Workers were back at the Hump to clean up the recent trimming job that left vegetation looking "ragged," Peace Arch News in British Columbia reports. Phase 2 of trimming started March 1 - a year and a half after protests temporarily halted the first phase - upon requests from Hump residents.

But this month's work left vegetation looking "a bit raw and rather unfinished," according to BNSF's director of public affairs, who said additional grooming was required.

"It needed to be smoother, some of the limbs needed to be cut down and tapered to more blend in with the landscape," Gus Melonas said. "It appeared to be a bit ragged in BNSF's view and we want to ensure it's more aesthetically pleasing."

City manager Peggy Clark confirmed White Rock has received assurances from BNSF that cutting will not include the area's celebrated Eagle tree or other trees surrounding it.

Meanwhile, Don Pitcairn, a community activist and former provincial Green Party candidate, continued to protest the latest BNSF trimming, describing it as a "de facto clearcut of the hump hillside."
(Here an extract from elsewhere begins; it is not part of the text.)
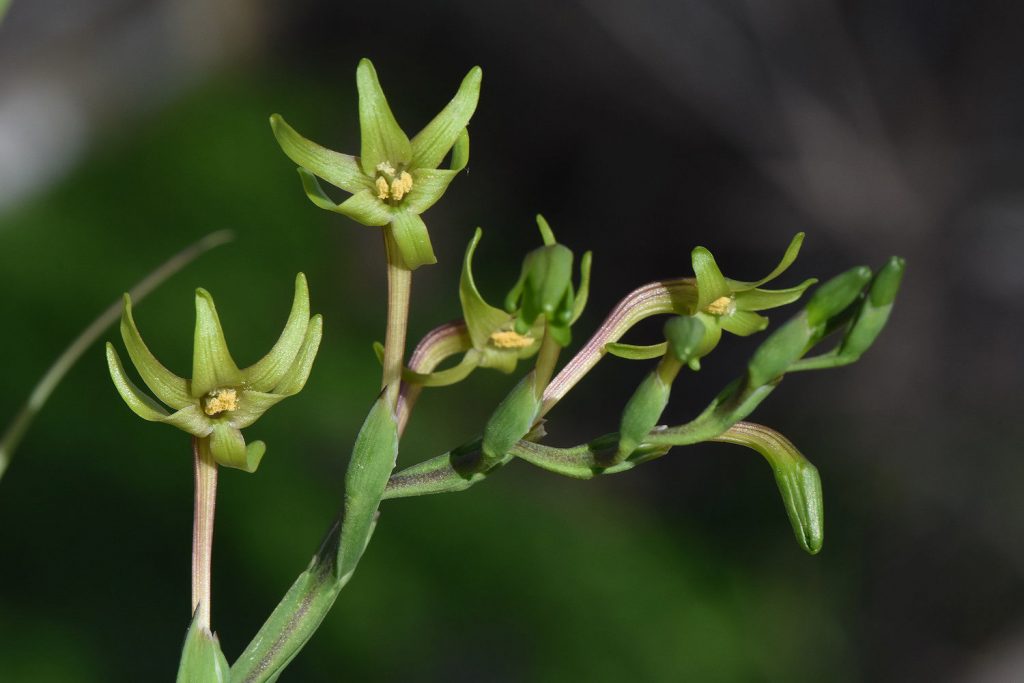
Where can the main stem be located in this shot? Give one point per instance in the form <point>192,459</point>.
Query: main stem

Pitcairn, who has long said such work would threaten slope stability, attached Canadian flags to trees on the Hump earlier this month, in protest of what he characterized as "the cutting of Canadian trees by a U.S. company."

"It looks like the second phase is complete, but I'm awfully concerned we're going to see more tree cutting on the Hump at a later date," he said. "I'm interested not only in protecting stands of big-leaf maple trees but also the famed Eagle-roosting tree."

Mayor Catherine Ferguson said she and council members were satisfied after a meeting that BNSF is doing due diligence with regard to slope stability. "It's in their best interests to ensure the stability of the slope, because it's a liability issue for them if anything were to fall on the tracks," she said.

Ferguson added that there is little council can do about such tree trimming on private property. "The bottom line is that it's BNSF land, and they can do what they need to do on it. What we did say was that it would be better for us to be advised in advance of such work - that way we're dealing with something we know about, rather than reacting after the fact."

Melonas acknowledged BNSF had received phone calls from people who were unhappy with the initial work earlier this month.

"There were a few complaints about the cutting and that it did appear to be unfinished and it does impact the natural look of the vegetation."

He said BNSF consulted with the architect retained for the project.

"We all agreed additional blending should occur just for a more tapered, finalized appearance."

Slope stability and railroad safety would not be impacted, he added. "BNSF wanted to ensure that natural habitat, that the bald eagles, the evergreens, were not touched, and the cutting was done in a minimal matter."

Melonas noted the majority of calls BNSF has received about the project have been favorable.